People are finally tiring of superhero movies, which were the main driver of theater ticket sales for the last decade. I had to be forced to go see the last one I saw and it was awful. Barbenheimer was the big draw last summer. These two films could not be any more different if they had tried, but collectively they generated buzz. Yet they were outliers. 

My head is in both worlds, that of film and television/streaming. For me, I don't know why there isn't more cross-platform collaboration. If someone was dumb enough to give me control of things, I would create a spectacular two-hour movie that can totally stand on its own and release it in the theater. Good luck, right? That's what everyone is trying to do.

True. Except I would have that incredible movie be the pilot episode of a series, where the other episodes are shown on a streaming platform. It's a gimmick to get people into the theater. One of the biggest complaints I have and that I have heard from others is that there is nothing to watch on streaming platforms or that most of it is garbage. To be fair, a lot of it is hard to find or is released so far apart from one another that there will be times during the year when it seems like there is nothing on. 

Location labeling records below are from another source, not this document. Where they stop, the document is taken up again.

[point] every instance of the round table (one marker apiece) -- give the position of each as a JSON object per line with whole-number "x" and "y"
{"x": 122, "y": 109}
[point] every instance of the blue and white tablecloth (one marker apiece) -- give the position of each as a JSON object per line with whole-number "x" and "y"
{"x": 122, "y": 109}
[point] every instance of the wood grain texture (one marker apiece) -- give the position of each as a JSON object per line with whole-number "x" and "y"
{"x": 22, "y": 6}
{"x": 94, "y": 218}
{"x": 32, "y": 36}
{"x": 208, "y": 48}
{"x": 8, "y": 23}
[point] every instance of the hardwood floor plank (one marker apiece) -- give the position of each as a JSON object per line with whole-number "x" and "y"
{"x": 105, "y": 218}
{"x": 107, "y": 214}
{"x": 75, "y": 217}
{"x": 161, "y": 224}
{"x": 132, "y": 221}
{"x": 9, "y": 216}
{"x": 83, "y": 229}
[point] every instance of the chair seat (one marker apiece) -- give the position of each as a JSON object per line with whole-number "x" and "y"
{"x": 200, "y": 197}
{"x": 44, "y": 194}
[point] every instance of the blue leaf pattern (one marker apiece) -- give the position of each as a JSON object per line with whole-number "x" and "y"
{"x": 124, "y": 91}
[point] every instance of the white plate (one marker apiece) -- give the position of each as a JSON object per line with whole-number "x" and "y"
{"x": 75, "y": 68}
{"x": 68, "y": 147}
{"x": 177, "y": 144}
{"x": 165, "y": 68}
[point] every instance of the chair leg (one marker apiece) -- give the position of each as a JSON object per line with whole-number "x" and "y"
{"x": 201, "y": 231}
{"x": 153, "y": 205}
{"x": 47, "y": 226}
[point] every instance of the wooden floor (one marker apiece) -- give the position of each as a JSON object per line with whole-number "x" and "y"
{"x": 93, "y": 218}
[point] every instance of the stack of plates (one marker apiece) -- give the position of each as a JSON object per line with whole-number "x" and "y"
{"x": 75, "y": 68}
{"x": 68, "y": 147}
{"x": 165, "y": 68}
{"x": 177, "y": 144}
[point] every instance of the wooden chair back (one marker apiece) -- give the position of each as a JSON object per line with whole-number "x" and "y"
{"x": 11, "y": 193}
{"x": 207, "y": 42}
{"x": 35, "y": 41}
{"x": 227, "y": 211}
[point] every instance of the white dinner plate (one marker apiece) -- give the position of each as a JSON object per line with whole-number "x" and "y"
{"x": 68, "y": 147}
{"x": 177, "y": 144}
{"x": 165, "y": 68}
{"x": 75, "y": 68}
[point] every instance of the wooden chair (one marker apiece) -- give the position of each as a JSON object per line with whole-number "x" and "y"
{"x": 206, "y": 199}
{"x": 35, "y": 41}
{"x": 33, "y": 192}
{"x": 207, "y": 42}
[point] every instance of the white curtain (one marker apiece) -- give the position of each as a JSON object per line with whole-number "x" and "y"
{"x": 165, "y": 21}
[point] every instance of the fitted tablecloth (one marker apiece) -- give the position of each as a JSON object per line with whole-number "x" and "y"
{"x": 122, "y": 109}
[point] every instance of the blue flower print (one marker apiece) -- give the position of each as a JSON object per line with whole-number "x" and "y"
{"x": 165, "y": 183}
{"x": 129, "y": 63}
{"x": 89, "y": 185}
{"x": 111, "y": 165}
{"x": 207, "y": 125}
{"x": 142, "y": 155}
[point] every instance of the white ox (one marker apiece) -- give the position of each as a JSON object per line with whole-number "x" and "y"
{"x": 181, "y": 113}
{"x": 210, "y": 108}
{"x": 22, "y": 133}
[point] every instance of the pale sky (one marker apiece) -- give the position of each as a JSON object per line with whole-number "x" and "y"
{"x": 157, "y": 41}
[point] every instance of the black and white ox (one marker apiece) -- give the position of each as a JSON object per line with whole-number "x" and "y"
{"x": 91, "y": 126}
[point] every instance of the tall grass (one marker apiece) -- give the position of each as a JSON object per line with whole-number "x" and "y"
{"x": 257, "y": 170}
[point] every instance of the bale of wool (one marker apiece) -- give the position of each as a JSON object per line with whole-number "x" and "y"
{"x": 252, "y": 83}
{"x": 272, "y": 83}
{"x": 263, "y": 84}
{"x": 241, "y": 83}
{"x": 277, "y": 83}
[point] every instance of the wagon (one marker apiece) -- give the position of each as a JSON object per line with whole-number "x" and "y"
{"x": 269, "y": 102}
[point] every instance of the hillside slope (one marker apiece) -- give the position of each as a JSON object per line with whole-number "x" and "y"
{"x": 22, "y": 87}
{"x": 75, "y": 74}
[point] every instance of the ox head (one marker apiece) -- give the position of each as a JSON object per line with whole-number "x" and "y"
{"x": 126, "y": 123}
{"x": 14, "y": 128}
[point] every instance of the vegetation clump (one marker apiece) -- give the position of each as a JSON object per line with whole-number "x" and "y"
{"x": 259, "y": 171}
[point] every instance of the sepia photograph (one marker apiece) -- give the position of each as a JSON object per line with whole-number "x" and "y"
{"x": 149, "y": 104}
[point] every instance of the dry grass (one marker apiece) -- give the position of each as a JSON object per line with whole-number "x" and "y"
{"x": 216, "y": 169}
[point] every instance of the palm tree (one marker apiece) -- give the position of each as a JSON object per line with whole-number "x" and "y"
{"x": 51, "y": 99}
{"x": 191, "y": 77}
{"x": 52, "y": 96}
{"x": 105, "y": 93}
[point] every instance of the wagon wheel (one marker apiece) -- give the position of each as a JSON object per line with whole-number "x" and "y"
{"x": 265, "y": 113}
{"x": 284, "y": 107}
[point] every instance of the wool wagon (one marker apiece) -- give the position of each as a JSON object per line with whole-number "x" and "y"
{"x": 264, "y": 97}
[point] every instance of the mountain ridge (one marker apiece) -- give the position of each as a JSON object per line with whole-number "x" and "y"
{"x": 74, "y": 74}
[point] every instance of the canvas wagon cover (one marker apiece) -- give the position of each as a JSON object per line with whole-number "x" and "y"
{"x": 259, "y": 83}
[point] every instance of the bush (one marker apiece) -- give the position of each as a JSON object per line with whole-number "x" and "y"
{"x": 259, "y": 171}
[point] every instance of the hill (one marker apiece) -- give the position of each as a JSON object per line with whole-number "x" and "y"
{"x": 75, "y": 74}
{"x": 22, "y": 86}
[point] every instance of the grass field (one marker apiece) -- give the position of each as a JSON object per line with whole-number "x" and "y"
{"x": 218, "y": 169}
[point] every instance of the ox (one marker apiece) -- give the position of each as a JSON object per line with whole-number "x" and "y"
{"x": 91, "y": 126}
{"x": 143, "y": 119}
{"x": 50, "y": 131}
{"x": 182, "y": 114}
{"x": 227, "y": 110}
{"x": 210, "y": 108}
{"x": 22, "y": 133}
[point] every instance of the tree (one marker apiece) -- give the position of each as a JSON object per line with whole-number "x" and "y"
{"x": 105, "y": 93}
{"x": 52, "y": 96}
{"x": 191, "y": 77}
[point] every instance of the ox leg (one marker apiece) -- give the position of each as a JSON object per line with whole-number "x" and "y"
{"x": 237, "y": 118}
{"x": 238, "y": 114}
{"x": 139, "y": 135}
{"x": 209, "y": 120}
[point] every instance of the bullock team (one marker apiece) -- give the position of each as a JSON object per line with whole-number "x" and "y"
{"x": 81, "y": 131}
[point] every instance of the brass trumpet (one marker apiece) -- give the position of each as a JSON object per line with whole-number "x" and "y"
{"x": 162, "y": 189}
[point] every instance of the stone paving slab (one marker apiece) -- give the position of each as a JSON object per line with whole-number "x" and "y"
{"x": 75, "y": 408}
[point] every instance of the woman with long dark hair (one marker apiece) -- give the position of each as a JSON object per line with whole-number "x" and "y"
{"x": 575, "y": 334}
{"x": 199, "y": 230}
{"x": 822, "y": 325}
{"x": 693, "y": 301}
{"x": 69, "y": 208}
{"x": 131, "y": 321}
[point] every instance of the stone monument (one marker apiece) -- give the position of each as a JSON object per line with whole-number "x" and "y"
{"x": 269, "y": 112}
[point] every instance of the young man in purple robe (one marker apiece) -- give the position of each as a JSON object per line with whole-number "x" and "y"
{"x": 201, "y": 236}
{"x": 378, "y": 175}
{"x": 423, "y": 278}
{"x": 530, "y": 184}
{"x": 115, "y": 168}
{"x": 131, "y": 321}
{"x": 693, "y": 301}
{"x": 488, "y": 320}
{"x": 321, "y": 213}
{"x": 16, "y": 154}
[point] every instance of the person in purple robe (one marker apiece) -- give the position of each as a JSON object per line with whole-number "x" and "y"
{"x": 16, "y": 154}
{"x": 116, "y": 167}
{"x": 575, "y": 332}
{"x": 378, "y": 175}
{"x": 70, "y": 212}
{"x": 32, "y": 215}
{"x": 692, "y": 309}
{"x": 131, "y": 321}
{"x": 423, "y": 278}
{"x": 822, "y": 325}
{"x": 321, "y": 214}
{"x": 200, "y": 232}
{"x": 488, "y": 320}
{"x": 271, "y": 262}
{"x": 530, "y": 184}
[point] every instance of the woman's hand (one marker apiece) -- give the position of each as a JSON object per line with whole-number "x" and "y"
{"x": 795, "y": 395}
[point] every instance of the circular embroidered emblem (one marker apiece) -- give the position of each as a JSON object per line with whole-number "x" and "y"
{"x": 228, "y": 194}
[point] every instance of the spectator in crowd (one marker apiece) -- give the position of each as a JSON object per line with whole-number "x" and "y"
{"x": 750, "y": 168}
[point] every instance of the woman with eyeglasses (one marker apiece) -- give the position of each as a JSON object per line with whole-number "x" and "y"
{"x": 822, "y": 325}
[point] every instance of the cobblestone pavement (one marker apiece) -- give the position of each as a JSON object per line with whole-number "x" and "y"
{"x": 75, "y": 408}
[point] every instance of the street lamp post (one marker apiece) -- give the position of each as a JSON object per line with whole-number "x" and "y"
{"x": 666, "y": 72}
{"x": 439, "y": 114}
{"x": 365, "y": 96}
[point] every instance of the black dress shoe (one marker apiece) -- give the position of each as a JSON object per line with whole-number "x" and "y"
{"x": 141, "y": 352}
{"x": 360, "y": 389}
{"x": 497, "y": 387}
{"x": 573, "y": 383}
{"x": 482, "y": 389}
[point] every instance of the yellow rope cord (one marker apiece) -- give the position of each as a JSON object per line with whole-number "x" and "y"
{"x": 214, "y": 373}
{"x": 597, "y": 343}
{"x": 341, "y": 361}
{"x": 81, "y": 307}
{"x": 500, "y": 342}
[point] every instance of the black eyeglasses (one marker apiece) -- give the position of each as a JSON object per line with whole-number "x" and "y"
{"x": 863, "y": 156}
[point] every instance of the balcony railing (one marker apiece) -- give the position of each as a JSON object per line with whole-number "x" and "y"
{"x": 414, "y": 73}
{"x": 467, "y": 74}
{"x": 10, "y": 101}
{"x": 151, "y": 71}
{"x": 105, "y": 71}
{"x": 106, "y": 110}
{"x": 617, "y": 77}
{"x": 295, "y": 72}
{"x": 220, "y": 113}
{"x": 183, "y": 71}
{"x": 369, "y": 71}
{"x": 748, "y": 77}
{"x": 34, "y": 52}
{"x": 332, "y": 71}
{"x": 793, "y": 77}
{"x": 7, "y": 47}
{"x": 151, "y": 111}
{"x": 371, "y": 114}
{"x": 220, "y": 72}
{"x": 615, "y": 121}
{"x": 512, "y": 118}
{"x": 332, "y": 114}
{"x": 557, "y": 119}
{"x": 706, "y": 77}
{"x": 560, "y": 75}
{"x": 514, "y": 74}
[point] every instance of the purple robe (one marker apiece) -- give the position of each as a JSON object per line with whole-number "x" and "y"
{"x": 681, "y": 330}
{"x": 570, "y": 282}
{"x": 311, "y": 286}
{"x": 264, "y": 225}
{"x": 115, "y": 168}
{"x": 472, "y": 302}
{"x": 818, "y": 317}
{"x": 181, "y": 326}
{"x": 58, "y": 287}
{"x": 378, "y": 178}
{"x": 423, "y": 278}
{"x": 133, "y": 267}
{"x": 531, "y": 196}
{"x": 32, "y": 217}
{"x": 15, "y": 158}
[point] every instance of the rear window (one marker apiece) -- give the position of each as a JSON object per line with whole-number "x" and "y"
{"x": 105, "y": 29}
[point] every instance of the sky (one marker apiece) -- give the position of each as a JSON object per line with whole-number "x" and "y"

If you can knock the pilot/movie out of the park, you will have people wanting to watch the series.  I wouldn't stop there though. I would also incentivize people going to the theater by having their ticket stubs enable certain perks online and on the streaming platform. Top of the list would be to eliminate commercials from the streaming platform during the viewing of the series but also link to transmedia content online to make the whole experience more immersive. 

This way you tap into more than just a simple movie-going experience. You want people excited to be at the theater. To then walk out with more than you came in with is also exciting. As long as the movie is good then that would get people invested in the series as well. 

It's a thought. Will anyone come along and do it? I'll try and do it for sure, but will any producer see the possibilities like I do? What if the movie flops and the series only does ok? Would others try the same thing? Maybe not. But if you could lay down a marker for the future then maybe, maybe executives might see the benefit of thinking outside of the box and take positive new steps to try and save the theater-going experience. Movies have been around for over 100 years, and yet it's still just an image on a screen. Sure the process of filming has changed but it's still just moving images with sound. It's like bread and water. You've got to spice up that meal somehow or some people are going to get bored of it.  

This idea is only one option. It coincides with my own style of writing, so it was natural for me to think of it. I do think there needs to be a better link between the theater and streaming experience instead of making it an either-or option. Hollywood wants more people to see their films in the theater instead of waiting for them to come out on streaming so they can make more money. But we also run the risk of a generation of viewers also missing out on the movie-going experience. No one wants to see theaters shuddered and closed. 

I often write about movie theaters in my stories. They mean a lot to me. They are a place of discovery, like a library, or a museum. But they are also a place of pure entertainment like a ballpark, a racetrack, or a carnival. We owe it to society to try and keep theaters open. But we can't do that without adapting. 

Technology is advancing at lightspeed. Streaming is only our current favorite format for consuming scripted entertainment. Soon we will all have holodecks in our homes and we will all be able to get lost in worlds of our own creation. How will movie theaters be able to adapt to that if the people in charge cannot even adapt to streaming services?